Quantos anos tinha? Quatro, cinco? Memórias incertas. A babá se perfumando com
os frascos caros da penteadeira da mãe. A babá ajeitando os cabelos no espelho
oval do corredor. A babá encostando a língua na língua do moço que entregava as
compras. Aquele passear de mãos pelo corpo inteiro; por cima e por dentro do
uniforme. Os apertões, os tapas. Gemidos de dor quase não gemidos.
Entrecortados, semitonados. E o rosto contorcido, exausto. Coitadinha.
Não
gostava do moço que fazia a babá gemer. E estranhava aquela dor que não pedia
socorro. Quis respostas. Perguntou. Arrependeu-se. Você quer que a babá vá
embora? Quer? Você quer ver a babá chorar? Não queria. Calou-se. Descobriu que
o nome desse não contar era segredo. E que calar era um jeito de não perder as
pessoas. Gostou de ser segredos. Cresceu silêncios.
Além
dos gritos, aprendeu a escoar para dentro os risos de deboche que recebia na
escola. A limpar pacientemente a terra jogada nos longos cabelos pelas meninas
no recreio. A encapar os livros duas vezes, para protegê-los melhor das poças
d'água onde eram jogados uma, duas vezes por semana. Silêncios.
Quando
ouviu as meninas falando sobre o príncipe encantado que chegaria no meio da
noite para levá-las na garupa de um cavalo branco, pensou em contar-lhes que
não havia cavalo nenhum. Que o príncipe suado viria do quarto ao lado e se
deitaria sobre elas e passearia as mãos sobre seu corpo e lhes cobriria a boca
com a mão pesada, repetindo em seus ouvidos: minha princesinha, minha
princesinha. Contar-lhes sobre a invasão negociada a promessas de brinquedos e
viagens. Sobre a verdade impedida por manipulações traiçoeiras. Se mamãe souber
vai ficar triste com você. Você quer que a mamãe vá embora? Quer fazer a mamãe
chorar? Mas não disse nada. Ela guardava segredos.
Aprendeu
a limpar o sangue escuro que saía do sexo pequeno sem pronunciar a agonia das
feridas. As dores na barriga, os calafrios, a tontura. Tudo fluindo para
dentro. Sem voz. Sem alarde. Até que os seios fartos e as ancas redondas lhe
disseram que era tempo de basta.
Criou
coragem de mulher. Contou à mãe sobre as noites de princesa. Arrependeu-se.

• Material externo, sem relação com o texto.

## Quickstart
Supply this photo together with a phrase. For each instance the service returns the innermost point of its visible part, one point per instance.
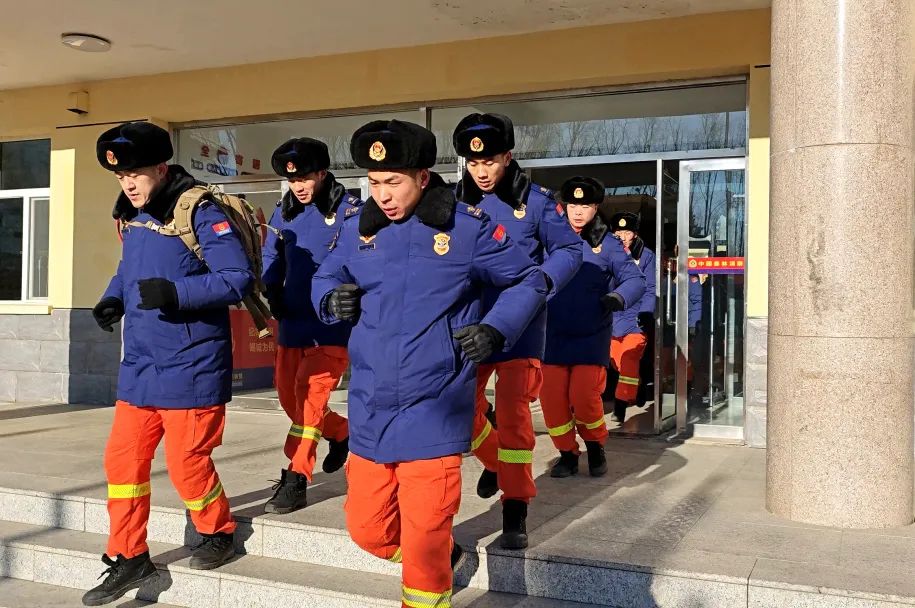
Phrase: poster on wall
(252, 357)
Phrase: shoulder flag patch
(222, 228)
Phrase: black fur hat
(383, 144)
(133, 145)
(300, 156)
(483, 135)
(624, 220)
(582, 191)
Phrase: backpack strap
(182, 225)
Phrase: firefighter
(176, 372)
(579, 321)
(311, 356)
(495, 183)
(407, 269)
(631, 325)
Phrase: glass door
(704, 300)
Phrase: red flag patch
(222, 228)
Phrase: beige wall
(84, 245)
(758, 195)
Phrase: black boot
(336, 458)
(215, 550)
(123, 575)
(488, 484)
(514, 525)
(290, 493)
(619, 411)
(566, 466)
(597, 460)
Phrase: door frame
(687, 168)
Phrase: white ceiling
(155, 36)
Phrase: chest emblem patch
(441, 245)
(222, 228)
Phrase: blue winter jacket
(578, 326)
(411, 394)
(291, 261)
(178, 358)
(625, 322)
(537, 223)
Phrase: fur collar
(162, 205)
(594, 231)
(327, 201)
(638, 246)
(514, 188)
(435, 208)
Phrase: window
(212, 152)
(24, 219)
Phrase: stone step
(68, 558)
(16, 593)
(584, 576)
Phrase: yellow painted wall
(82, 193)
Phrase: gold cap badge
(441, 246)
(377, 152)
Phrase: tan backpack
(241, 217)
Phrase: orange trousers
(304, 379)
(626, 355)
(403, 512)
(190, 437)
(571, 398)
(509, 450)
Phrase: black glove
(480, 341)
(108, 312)
(276, 301)
(612, 302)
(344, 302)
(646, 320)
(157, 293)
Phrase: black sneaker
(336, 458)
(566, 466)
(597, 460)
(290, 493)
(488, 484)
(619, 411)
(214, 551)
(123, 575)
(514, 525)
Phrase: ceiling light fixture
(88, 43)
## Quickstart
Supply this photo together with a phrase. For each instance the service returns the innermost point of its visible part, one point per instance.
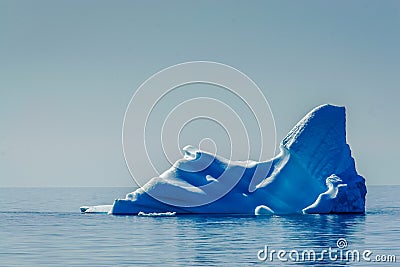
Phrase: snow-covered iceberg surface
(314, 173)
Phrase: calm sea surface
(44, 227)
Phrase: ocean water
(44, 227)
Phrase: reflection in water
(53, 232)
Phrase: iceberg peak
(313, 173)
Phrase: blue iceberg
(313, 173)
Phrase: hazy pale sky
(69, 68)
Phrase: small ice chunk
(263, 210)
(157, 214)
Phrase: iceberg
(313, 173)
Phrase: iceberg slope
(313, 173)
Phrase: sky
(68, 70)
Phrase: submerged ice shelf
(313, 173)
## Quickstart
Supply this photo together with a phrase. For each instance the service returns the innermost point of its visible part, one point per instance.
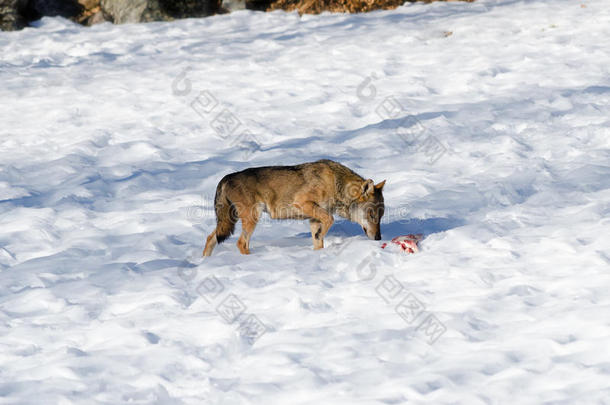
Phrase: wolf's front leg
(316, 234)
(319, 214)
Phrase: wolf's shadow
(396, 228)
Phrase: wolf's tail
(226, 213)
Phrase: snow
(489, 120)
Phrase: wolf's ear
(379, 186)
(367, 188)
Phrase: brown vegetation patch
(339, 6)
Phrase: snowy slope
(499, 154)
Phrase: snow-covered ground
(113, 138)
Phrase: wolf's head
(368, 208)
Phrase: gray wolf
(313, 191)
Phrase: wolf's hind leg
(210, 244)
(248, 223)
(316, 231)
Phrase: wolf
(313, 191)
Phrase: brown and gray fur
(313, 191)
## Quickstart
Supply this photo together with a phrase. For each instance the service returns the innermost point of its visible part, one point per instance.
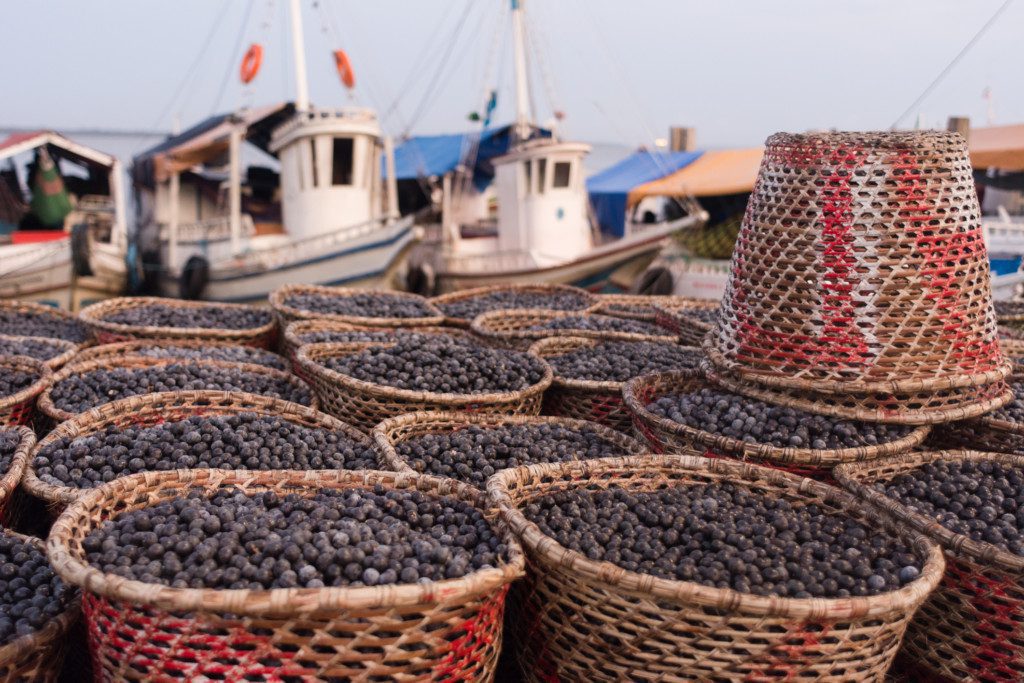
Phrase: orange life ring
(344, 67)
(251, 62)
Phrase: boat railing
(318, 245)
(209, 229)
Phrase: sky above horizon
(622, 72)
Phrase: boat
(67, 245)
(328, 216)
(532, 222)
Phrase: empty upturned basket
(860, 281)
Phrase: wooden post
(235, 188)
(172, 227)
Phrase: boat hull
(377, 260)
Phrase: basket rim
(844, 387)
(46, 406)
(41, 385)
(290, 313)
(302, 357)
(461, 295)
(788, 455)
(385, 441)
(964, 411)
(92, 316)
(71, 349)
(535, 541)
(854, 478)
(481, 326)
(609, 386)
(84, 424)
(297, 601)
(18, 462)
(54, 628)
(124, 348)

Mentirosa. Você quer que seu pai vá embora? Que ele me deixe sozinha? Quer?
Você sempre teve ciúme do seu pai comigo. Cala essa boca e some daqui.
Descobriu
que falar era um jeito de afastar as pessoas. As piores pessoas. E que inconfidência
tinha sabor de alívio. Transbordou. Expeliu segredos, silêncios. Livrou cada
dor que pedia socorro. Por fim, abriu a porta. E se jogou para fora. Para fora,
onde deviam estar os gritos.
Cinthia Kriemler
- Formada em Comunicação Social/Relações Públicas pela Universidade de
Brasília. Especialista em Estratégias de Comunicação, Mobilização e
Marketing Social. Começou a escrever em 2007 (para o público), na
oficina Desafio dos Escritores, de Marco Antunes. Autora do livro de
contos “Para enfim me deitar na minha alma”, projeto aprovado pelo Fundo
de Apoio à Cultura do Distrito Federal — FAC, e do livro de crônicas
“Do todo que me cerca”. Participa de duas coletâneas de poesia e de uma
de contos. Membro do Sindicato dos Escritores do Distrito Federal e da
Rede de Escritoras Brasileiras — REBRA. Carioca. Mora em Brasília há
mais de 40 anos. Uma filha e dois cachorros. Todos muito amados.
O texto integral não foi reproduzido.